Infatti essa, escludendo in modo espresso l’applicabilità dell’intera
legge n. 241 del 1990 ai provvedimenti di sospensione dell’attività
imprenditoriale, previsti dall’art. 14, comma 1, del d.lgs. n. 81 del
2008, nel testo sostituito dall’art. 11, comma 1, lettera a), del
d.lgs. n. 106 del 2009, rende non applicabile anche a tali
provvedimenti l’obbligo di motivazione di cui all’art. 3, comma 1, di
detta legge, consentendo così all’organo o ufficio procedente di non
indicare «i presupposti di fatto e le ragioni giuridiche che hanno
determinato la decisione dell’amministrazione, in relazione alle
risultanze dell’istruttoria».
Restano, dunque, elusi i principi di pubblicità e di trasparenza
dell’azione amministrativa, pure affermati dall’art. 1, comma 1, della
legge n. 241 del 1990, ai quali va riconosciuto il valore di principi
generali, diretti ad attuare sia i canoni costituzionali di
imparzialità e buon andamento dell’amministrazione (art. 97, primo
comma, Cost.), sia la tutela di altri interessi costituzionalmente
protetti, come il diritto di difesa nei confronti della stesse
amministrazione (artt. 24 e 113 Cost.; sul principio di pubblicità,
sentenza n. 104 del 2006, punto 3.2 del Considerato in diritto). E
resta altresì vanificata l’esigenza di conoscibilità dell’azione
amministrativa, anch’essa intrinseca ai principi di buon andamento e
d’imparzialità, esigenza che si realizza proprio attraverso la
motivazione, in quanto strumento volto ad esternare le ragioni e il
procedimento logico seguiti dall’autorità amministrativa.
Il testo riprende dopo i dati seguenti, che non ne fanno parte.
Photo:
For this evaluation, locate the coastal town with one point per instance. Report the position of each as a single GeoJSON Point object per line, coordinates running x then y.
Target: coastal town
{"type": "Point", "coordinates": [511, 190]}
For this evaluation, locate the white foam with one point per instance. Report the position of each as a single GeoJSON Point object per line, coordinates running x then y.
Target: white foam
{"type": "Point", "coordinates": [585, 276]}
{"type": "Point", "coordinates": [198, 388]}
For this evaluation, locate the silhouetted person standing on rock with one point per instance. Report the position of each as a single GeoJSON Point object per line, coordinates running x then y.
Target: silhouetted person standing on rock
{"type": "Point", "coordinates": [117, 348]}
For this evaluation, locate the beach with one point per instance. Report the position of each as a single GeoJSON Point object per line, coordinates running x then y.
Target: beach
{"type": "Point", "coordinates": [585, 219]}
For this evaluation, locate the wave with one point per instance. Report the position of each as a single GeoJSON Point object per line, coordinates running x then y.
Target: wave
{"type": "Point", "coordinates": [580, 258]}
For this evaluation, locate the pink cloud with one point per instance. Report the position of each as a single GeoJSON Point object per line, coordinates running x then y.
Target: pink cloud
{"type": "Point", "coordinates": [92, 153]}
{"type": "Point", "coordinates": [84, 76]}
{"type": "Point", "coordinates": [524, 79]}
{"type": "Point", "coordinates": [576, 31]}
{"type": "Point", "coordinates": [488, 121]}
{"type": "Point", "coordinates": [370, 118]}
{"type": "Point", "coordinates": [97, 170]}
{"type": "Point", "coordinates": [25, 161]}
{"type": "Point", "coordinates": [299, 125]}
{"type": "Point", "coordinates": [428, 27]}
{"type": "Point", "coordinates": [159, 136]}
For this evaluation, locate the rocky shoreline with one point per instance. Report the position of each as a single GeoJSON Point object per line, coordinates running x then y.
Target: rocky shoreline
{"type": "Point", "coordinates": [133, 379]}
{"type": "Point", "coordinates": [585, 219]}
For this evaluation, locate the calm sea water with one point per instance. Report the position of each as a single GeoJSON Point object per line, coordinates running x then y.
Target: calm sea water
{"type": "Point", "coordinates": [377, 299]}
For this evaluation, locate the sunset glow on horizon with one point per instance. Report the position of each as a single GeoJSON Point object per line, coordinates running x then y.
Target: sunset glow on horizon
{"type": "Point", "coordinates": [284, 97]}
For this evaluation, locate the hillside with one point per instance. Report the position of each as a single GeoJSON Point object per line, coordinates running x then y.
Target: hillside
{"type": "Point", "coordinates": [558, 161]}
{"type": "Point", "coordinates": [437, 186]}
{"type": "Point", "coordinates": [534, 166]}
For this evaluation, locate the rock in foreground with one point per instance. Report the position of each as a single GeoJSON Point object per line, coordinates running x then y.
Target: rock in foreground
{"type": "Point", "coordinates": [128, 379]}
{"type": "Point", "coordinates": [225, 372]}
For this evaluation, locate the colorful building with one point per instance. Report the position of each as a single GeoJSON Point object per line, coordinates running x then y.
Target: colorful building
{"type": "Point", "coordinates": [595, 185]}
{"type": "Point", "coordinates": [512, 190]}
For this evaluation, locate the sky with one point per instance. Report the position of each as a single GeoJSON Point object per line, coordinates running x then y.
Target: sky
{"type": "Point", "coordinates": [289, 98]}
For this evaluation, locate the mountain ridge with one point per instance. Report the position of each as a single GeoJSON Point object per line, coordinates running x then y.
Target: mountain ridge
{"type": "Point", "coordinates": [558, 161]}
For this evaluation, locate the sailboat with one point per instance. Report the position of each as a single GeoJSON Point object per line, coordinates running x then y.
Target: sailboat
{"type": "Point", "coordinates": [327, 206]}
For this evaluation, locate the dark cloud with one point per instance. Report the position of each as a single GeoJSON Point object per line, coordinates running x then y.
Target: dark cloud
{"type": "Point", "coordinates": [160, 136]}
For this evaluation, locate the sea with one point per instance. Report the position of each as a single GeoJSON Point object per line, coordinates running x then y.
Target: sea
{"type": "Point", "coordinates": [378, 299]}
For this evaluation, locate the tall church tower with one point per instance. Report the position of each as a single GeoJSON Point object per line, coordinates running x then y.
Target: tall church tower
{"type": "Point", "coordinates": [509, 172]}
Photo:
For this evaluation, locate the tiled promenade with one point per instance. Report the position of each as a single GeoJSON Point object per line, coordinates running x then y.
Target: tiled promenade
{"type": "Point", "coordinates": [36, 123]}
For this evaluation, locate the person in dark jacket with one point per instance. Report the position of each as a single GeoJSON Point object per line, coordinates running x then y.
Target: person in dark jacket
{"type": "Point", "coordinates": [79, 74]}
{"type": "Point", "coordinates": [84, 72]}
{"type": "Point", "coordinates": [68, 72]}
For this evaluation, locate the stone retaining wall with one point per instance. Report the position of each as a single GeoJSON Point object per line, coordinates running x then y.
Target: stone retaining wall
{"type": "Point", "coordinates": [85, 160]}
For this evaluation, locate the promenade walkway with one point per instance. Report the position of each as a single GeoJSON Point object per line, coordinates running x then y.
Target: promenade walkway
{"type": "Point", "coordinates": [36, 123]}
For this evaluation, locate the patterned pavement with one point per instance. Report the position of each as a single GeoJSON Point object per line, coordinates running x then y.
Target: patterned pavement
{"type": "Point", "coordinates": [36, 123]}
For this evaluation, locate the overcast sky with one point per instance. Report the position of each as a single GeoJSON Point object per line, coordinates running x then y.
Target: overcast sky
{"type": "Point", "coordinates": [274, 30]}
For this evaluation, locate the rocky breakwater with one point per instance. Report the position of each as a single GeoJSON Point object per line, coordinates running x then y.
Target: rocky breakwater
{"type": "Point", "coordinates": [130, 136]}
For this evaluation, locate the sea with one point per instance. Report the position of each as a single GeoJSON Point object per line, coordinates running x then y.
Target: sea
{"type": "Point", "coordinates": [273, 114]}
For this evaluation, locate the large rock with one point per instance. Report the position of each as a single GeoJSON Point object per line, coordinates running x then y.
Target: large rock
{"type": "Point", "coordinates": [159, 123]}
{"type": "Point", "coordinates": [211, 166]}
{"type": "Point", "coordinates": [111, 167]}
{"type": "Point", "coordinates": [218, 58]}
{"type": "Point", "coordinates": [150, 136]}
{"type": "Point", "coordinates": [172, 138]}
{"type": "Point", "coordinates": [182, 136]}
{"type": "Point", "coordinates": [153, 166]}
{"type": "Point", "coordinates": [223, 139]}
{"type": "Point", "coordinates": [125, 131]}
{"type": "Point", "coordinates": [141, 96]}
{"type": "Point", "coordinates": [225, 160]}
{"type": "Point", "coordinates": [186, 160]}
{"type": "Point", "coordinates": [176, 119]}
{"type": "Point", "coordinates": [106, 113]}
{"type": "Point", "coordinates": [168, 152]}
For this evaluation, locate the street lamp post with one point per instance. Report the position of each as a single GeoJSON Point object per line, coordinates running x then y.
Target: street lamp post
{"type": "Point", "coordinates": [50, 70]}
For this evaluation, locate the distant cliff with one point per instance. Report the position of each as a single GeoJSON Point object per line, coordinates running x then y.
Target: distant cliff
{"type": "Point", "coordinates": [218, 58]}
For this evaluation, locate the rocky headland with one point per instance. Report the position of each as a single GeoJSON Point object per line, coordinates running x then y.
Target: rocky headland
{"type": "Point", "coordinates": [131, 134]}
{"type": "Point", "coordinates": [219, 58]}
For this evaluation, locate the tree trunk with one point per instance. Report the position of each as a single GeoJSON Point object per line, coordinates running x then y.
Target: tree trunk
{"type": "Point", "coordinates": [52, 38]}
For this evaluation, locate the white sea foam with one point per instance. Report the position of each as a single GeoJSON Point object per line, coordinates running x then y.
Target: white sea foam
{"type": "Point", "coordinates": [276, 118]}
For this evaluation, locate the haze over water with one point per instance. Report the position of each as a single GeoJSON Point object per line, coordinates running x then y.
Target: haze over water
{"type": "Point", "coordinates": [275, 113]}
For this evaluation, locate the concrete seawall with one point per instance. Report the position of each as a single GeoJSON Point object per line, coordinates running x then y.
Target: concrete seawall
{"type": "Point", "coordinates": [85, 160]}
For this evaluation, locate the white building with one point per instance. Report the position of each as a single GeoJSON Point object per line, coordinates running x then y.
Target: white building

Il tutto in
presenza di provvedimenti non soltanto a carattere discrezionale, ma
anche dotati di indubbia lesività per le situazioni giuridiche del
soggetto che ne è destinatario.
Né può condividersi l’argomento della difesa dello Stato, secondo cui
la previsione normativa sarebbe diretta «al rispetto delle esigenze di
celerità e di non aggravamento del procedimento, con prevalenza
dell’interesse pubblico primario tutelato dall’art. 97 Cost. in
considerazione della particolare finalità della disposizione, per la
quale l’esclusione dell’applicabilità della legge n. 241 del 1990 si è
resa necessaria per evitare che il provvedimento di sospensione venga
adottato solo all’esito del procedimento sanzionatorio».
Invero, la giusta e doverosa finalità di tutelare la salute e la
sicurezza dei lavoratori, nonché di contrastare il fenomeno del lavoro
sommerso e irregolare, non è in alcun modo compromessa dall’esigenza
che l’amministrazione procedente dia conto, con apposita motivazione,
dei presupposti di fatto e delle ragioni giuridiche che ne hanno
determinato la decisione, con riferimento alle risultanze
dell’istruttoria.
Pertanto, deve essere dichiarata l’illegittimità costituzionale
dell’art. 14, comma 1, del d.lgs. n. 81 del 2008, come sostituito
dall’art. 11, comma 1, lettera a), del d.lgs. n. 106 del 2009, nella
parte in cui, stabilendo che ai provvedimenti di sospensione
dell’attività imprenditoriale previsti dalla citata norma non si
applicano le disposizioni di cui alla legge 7 agosto 1990, n. 241,
esclude l’applicazione ai medesimi provvedimenti dell’art. 3, comma 1,
della citata legge n. 241 del 1990.
Per Questi Motivi
LA CORTE COSTITUZIONALE
dichiara l’illegittimità costituzionale dell’articolo 14, comma 1, del
decreto legislativo 9 aprile 2008, n. 81 (Attuazione dell’art. 1 della
legge 3 agosto 2007, n. 123, in materia di tutela della salute e di
sicurezza nei luoghi di lavoro), come sostituito dall’articolo 11,
comma 1, lettera a) del decreto legislativo 3 agosto 2009, n. 106
(Disposizioni integrative e correttive del decreto legislativo 9 aprile
2008, n. 81, in materia di tutela della salute e della sicurezza nei
luoghi di lavoro), nella parte in cui, stabilendo che ai provvedimenti
di sospensione dell’attività imprenditoriale previsti dalla citata
norma non si applicano le disposizioni di cui alla legge 7 agosto 1990,
n. 241 (Nuove norme in materia di procedimento amministrativo e di
diritto di accesso ai documenti amministrativi), esclude l’applicazione
ai medesimi provvedimenti dell’articolo 3, comma 1, della legge n. 241
del 1990.
Così deciso in Roma, nella sede della Corte costituzionale, Palazzo
della Consulta, il 2 novembre 2010.
F.to:
Francesco AMIRANTE, Presidente
Alessandro CRISCUOLO, Redattore
Giuseppe DI PAOLA, Cancelliere
Depositata in Cancelleria il 5 novembre 2010.